Mr Rosen said what also worsened the situation was a boom in the country’s informal sector which made trading even more difficult as the applicant was now competing with entities that had no overheads of taxes to pay.

He said Motor Action Football Club performed well, which saw them winning various league titles, a development that meant they were supposed to compete at the taxing continental competitions.

“As a result, the applicant in the year 2011 took on a $200 000 bank loan payable over a three-year-period from ZB Bank, which was necessary to sponsor the team’s journey to CAF Championship and CAF Confederation Cup in Madagascar.

“The applicant further took on an additional loans for capitalisation purposes of the applicant’s business through various short-term loan facilities,” said Mr Rosen.

The firm managed to repay some of the loans but failed to settle about $46 000 leading to ZB Bank suing the company for the debt plus interest.
Mr Rosen said his firm also failed to keep up to date with its statutory payments since 2012, owing Zimra over $80 000.

He said the two entities entered into a payment plan but his company found it difficult to fulfil its pledge because of the financial situation on the ground.

As a result, the revenue collector has refused to issue out the company with a tax clearance certificate, which has constrained the firm’s business operations.

The company has also failed to pay salaries to its employees and is also in arrears with NSSA.
“As is illustrated by the income statement, as at December 31, 2013 the applicant had made a net loss after tax of $167 623. The income statement further reflects that the applicant had an expenditure of $288 887 as compared to a total income flow of $121 264. As I averred above, the applicant’s income is just not sustainable to successfully run a business of its nature.
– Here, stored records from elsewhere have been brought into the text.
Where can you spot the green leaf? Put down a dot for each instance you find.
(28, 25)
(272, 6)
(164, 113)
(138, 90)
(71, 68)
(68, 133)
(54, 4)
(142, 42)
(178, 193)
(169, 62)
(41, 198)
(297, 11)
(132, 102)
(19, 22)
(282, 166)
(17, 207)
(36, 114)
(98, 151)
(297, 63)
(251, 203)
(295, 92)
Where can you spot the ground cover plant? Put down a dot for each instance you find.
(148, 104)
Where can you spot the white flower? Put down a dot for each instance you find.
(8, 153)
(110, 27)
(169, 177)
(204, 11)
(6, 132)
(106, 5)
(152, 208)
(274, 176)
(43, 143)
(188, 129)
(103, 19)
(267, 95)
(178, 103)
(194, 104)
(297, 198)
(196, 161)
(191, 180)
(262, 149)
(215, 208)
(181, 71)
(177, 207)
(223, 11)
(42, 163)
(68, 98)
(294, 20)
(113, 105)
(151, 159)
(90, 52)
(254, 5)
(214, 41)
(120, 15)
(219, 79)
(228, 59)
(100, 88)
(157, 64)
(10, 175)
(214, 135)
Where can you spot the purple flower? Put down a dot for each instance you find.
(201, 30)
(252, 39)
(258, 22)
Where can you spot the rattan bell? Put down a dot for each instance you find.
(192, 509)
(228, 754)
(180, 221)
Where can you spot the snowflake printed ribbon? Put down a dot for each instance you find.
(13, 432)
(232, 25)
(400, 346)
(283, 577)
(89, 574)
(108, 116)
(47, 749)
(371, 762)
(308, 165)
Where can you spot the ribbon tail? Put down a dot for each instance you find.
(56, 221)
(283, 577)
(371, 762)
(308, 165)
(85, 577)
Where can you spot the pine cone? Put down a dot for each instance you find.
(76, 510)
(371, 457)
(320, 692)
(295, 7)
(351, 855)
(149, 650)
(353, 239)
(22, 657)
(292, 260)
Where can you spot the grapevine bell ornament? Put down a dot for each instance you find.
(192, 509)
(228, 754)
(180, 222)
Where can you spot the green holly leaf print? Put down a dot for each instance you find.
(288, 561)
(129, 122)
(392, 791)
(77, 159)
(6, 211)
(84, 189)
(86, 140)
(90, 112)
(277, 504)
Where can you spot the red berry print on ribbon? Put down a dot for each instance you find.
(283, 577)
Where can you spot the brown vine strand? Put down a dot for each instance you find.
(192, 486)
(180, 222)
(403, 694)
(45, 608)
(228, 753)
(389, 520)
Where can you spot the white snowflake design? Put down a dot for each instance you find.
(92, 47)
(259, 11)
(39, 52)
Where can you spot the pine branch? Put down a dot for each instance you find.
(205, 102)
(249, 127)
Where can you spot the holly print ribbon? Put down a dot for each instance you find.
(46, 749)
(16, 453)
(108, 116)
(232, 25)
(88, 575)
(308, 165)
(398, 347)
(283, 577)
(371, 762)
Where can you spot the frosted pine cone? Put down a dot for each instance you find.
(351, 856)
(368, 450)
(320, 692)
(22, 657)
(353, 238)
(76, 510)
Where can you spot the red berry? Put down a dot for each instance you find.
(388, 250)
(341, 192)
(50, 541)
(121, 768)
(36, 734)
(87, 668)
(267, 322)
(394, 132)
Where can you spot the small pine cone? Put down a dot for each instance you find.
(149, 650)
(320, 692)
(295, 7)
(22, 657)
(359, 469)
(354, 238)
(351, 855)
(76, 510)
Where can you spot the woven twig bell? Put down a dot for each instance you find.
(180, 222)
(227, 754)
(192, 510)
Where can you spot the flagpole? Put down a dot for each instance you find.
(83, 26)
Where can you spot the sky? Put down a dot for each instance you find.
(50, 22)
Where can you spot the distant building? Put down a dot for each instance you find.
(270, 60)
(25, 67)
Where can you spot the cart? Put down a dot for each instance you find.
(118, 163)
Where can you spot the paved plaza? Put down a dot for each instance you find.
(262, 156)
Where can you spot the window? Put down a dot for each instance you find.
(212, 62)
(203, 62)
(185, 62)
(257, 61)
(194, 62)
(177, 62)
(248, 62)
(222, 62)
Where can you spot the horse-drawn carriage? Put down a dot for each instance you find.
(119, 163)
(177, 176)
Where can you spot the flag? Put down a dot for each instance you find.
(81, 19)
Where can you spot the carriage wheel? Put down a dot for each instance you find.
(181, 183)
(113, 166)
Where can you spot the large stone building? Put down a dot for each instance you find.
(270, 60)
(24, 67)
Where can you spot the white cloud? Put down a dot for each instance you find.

It is self-evident that the applicant is operating at a loss,” said Mr Rosen.
They appointed Mrs Theresa Grimmel of Travade (Pvt) Ltd as the provisional liquidator.

Assistant master at the High Court, Ms Stellah Chapwanya in her report acknowledged that Mr Rosen’s company was loss-making.
“I therefore have no objection to the order sought and to the appointment of Mrs T Grimmel as provisional liquidator,” said Ms Chapwanya.
Justice Matanda-Moyo on Wednesday ordered that Mr Rosen’s company is provisional wound-up pending the grant of a final order as well as approving Mrs Grimmel as provisional liquidator.

“Any interested party may appear before the court sitting at Harare on Wednesday the 19th of November 2014, to show cause why a final order should not be made placing the applicant company in liquidation and ordering that the costs of these proceedings shall be costs of liquidation.

“This order shall be published once in the Government Gazette and once in The Herald newspaper in a Friday edition. Publication shall be in the short form annexed in this order,” said Justice Matanda-Moyo.